Rod flung up his hands in helpless exasperation. Unexpectedly, the Aumrarr gave him a wry smile, grabbed one of those waving hands, and used it to tow him around the corner. 'Come. We must find that well.'

Before he could reply she suddenly staggered, the air around her glowed and sang, and a metal gauntlet appeared, silently and out of nowhere, on her sword hand. Its appearance gently thrust her bloody blade out of her fingers, to clatter to the stone floor.

Taeauna stared at the massive, gleaming war-gauntlet with just as much gaping astonishment as Rod was.
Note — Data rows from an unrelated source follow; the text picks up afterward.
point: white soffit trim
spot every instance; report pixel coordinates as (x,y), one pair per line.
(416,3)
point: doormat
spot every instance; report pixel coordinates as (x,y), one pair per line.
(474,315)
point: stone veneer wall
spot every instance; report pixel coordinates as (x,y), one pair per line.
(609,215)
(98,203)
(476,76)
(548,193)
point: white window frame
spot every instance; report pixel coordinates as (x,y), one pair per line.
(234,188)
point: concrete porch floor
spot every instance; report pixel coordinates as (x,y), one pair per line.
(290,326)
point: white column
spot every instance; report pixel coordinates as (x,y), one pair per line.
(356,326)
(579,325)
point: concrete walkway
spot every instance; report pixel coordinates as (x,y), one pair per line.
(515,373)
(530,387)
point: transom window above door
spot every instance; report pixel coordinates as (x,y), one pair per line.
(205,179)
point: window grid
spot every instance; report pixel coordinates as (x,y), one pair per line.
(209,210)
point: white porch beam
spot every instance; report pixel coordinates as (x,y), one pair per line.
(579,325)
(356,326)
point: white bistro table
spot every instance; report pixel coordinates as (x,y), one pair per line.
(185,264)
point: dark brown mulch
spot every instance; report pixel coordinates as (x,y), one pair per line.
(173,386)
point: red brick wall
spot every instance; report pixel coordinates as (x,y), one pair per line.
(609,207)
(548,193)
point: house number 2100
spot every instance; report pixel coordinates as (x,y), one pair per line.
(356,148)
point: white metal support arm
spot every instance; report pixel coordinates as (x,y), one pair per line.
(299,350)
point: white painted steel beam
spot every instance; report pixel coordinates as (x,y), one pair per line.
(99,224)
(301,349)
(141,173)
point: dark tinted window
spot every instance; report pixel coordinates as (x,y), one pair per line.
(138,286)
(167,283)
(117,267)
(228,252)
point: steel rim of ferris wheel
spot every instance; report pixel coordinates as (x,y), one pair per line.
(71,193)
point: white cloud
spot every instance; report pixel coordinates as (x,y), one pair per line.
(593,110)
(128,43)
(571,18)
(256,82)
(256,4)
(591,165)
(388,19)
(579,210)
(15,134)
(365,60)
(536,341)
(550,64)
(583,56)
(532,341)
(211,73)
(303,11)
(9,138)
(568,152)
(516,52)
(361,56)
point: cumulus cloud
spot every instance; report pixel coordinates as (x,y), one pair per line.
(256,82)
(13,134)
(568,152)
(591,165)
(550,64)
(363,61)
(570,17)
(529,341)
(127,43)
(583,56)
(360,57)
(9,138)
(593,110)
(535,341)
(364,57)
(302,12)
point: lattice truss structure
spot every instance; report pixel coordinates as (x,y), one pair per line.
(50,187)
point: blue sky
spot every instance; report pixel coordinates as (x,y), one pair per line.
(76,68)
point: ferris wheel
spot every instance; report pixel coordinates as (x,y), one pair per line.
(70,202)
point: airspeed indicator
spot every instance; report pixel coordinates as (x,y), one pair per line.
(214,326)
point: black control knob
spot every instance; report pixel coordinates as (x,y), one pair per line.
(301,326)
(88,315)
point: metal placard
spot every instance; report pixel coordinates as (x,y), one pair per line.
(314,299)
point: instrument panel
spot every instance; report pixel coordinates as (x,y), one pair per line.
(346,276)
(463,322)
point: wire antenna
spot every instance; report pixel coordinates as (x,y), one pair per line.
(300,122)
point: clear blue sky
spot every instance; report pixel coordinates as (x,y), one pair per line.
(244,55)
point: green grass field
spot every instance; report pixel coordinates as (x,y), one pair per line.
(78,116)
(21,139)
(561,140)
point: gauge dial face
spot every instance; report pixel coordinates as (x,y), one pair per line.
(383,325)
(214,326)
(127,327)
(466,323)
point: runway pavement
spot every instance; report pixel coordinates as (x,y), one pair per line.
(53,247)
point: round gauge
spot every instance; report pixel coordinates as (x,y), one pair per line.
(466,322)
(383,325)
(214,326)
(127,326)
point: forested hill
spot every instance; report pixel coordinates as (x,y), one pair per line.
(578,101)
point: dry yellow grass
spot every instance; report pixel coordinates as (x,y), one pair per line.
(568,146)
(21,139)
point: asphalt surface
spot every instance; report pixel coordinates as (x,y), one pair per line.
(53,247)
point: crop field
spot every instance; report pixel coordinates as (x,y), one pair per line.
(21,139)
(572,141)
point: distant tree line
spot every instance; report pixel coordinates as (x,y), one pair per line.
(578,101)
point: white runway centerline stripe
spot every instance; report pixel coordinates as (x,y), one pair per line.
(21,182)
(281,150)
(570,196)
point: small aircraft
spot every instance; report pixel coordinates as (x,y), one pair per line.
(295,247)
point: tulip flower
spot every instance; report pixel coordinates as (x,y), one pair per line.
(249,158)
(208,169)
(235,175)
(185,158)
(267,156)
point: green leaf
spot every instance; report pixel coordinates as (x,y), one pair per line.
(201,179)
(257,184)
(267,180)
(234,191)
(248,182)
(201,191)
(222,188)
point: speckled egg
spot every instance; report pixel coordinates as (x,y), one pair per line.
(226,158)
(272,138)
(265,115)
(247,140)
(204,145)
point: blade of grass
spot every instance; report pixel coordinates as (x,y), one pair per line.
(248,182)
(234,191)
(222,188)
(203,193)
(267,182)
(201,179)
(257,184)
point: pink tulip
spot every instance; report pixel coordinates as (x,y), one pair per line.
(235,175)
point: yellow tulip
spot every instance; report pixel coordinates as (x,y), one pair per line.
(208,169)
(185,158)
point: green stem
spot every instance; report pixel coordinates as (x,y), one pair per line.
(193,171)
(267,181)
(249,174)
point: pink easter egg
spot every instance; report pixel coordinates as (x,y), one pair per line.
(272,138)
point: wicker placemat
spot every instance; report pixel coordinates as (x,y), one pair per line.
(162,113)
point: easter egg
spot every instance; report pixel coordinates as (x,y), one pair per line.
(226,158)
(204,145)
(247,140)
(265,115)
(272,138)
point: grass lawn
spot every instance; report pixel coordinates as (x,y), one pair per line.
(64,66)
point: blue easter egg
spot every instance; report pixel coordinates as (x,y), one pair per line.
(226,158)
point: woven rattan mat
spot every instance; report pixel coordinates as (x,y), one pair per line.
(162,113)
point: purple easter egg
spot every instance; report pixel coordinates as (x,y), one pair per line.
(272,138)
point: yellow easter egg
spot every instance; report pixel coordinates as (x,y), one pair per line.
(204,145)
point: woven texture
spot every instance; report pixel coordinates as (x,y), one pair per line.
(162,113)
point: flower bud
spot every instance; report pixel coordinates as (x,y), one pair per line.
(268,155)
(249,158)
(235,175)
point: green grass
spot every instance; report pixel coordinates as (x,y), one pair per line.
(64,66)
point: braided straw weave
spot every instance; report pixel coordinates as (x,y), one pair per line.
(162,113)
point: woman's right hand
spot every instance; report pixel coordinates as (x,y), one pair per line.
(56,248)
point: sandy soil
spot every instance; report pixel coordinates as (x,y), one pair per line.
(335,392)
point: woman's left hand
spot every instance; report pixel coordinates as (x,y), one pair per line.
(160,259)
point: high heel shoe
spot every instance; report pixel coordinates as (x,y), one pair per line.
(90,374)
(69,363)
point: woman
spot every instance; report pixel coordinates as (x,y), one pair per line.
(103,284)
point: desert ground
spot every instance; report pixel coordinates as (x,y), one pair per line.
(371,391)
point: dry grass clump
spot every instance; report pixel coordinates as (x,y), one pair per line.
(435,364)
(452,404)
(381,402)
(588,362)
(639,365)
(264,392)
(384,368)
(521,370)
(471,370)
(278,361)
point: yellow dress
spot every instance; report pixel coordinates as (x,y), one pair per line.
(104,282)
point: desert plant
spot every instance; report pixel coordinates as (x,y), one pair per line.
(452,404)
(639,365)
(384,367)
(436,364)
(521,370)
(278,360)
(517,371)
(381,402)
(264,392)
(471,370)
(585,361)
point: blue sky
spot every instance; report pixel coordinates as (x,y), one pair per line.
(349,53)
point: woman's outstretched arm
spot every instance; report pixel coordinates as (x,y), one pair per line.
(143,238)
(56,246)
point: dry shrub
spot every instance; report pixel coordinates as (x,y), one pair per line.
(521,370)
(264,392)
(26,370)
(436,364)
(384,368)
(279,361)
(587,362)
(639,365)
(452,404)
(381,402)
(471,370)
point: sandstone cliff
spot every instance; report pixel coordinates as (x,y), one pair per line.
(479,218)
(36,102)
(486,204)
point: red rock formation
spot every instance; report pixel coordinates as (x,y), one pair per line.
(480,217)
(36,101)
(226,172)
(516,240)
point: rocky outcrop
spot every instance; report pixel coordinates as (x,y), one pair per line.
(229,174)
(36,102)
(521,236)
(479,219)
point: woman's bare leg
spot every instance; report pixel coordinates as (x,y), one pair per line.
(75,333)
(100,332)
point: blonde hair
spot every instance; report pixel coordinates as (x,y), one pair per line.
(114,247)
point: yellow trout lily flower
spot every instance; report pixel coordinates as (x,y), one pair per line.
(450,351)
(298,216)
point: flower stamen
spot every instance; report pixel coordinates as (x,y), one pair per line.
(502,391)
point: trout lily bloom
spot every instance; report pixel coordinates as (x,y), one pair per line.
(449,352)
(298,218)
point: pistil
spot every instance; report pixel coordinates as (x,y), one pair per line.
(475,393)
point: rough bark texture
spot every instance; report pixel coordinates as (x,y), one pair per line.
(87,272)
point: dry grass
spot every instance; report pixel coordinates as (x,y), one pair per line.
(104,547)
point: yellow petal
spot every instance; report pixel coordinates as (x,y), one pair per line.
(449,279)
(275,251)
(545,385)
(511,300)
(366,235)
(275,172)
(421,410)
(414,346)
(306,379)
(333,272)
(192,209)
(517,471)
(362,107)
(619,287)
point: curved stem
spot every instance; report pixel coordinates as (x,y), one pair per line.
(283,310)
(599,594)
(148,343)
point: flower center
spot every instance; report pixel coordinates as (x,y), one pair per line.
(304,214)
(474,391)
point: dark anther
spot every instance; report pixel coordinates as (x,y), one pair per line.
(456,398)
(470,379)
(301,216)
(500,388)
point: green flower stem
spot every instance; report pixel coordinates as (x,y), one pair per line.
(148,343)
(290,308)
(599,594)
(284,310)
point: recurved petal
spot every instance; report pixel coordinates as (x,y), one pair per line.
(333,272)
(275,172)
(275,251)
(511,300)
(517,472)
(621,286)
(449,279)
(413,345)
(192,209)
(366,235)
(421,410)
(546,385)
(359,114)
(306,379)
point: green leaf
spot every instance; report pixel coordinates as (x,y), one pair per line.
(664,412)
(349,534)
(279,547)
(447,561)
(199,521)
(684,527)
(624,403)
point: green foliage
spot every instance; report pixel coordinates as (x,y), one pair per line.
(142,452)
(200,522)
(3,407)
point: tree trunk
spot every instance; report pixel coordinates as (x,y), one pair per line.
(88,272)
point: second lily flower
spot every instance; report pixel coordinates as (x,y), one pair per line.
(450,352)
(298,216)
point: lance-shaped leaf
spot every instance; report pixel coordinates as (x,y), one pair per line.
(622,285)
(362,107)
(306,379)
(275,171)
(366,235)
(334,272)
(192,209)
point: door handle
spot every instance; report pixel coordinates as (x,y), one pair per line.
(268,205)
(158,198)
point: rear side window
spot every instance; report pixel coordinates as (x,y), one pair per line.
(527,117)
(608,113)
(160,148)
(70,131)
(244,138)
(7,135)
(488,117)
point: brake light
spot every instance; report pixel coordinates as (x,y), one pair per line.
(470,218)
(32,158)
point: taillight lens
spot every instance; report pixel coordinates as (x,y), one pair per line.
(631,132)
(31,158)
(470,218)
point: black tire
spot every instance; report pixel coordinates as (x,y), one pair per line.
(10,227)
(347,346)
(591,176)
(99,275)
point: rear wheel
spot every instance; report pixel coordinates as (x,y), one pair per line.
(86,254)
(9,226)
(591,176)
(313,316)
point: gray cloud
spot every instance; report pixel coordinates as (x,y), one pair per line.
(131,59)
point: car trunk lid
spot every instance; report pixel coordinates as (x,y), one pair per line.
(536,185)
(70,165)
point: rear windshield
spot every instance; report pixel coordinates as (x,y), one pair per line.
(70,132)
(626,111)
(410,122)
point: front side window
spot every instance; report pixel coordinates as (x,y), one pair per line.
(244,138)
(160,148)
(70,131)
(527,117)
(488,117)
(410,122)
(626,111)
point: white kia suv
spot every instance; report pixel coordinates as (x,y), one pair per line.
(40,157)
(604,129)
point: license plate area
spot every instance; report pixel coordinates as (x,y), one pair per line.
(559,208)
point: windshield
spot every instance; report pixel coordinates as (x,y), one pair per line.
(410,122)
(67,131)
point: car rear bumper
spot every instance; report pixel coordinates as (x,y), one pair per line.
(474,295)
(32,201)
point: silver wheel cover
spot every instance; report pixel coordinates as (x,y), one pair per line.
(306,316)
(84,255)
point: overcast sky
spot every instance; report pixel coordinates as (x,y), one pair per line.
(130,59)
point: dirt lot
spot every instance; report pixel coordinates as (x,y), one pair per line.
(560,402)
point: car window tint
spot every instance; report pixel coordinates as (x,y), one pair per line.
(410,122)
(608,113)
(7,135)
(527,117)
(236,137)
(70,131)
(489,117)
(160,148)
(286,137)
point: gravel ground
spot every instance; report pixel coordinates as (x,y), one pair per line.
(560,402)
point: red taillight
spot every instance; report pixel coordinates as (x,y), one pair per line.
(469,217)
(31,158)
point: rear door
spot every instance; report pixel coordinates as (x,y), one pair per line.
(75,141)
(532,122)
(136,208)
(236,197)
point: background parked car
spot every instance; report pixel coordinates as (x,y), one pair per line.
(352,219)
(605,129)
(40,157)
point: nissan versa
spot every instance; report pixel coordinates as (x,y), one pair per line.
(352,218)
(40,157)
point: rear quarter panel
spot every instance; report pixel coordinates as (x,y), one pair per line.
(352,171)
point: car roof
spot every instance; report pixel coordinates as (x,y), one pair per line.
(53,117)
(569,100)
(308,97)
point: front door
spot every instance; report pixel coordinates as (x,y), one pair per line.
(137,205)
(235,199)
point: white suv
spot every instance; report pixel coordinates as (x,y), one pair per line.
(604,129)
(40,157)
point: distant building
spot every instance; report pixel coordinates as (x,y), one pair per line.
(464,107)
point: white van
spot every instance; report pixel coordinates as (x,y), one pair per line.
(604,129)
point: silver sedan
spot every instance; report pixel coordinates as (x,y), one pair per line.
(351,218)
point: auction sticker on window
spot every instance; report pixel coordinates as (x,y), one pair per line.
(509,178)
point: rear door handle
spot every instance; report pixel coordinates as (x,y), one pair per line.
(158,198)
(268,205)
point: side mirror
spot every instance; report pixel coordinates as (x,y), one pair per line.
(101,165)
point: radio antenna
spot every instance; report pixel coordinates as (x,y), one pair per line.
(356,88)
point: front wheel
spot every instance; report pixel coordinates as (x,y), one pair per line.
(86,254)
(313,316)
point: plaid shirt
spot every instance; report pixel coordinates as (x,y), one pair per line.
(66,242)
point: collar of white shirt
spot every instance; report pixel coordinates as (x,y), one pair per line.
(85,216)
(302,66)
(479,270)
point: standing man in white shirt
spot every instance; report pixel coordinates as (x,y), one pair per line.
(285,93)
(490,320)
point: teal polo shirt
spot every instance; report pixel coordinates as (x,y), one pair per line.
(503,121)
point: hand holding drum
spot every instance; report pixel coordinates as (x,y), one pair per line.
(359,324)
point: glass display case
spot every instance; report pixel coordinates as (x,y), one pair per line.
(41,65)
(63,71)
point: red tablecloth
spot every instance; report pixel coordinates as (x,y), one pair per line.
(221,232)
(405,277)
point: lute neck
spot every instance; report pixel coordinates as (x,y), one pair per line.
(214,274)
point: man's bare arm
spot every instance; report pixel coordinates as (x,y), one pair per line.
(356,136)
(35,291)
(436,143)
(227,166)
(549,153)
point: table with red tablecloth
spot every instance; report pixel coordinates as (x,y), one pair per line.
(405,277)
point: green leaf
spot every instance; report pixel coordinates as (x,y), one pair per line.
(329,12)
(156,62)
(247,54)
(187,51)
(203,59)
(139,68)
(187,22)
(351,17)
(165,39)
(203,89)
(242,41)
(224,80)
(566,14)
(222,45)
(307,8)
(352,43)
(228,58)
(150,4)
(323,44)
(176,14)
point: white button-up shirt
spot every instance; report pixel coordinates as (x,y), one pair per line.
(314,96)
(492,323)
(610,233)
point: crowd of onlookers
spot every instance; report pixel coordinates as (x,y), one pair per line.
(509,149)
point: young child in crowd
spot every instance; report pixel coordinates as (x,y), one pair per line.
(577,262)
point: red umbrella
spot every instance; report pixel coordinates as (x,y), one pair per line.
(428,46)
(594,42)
Then she let go of him to use her free hand to try to snatch the heavy thing off without success, despite a few moments of hard-panting struggling. The gauntlet just wouldn't budge.

Rod watched all the color drain out of her face. 'Where did it come from?' he couldn't help but ask. 'Does it feel magical? What's it for?'

'Yes, it feels magical!' the Aumrarr told him, eyes large and dark in a snow-white face. 'As for your other questions: I don't know! I don't know!'

Then boots were pounding toward them, out of the darkness of the far end of the passage.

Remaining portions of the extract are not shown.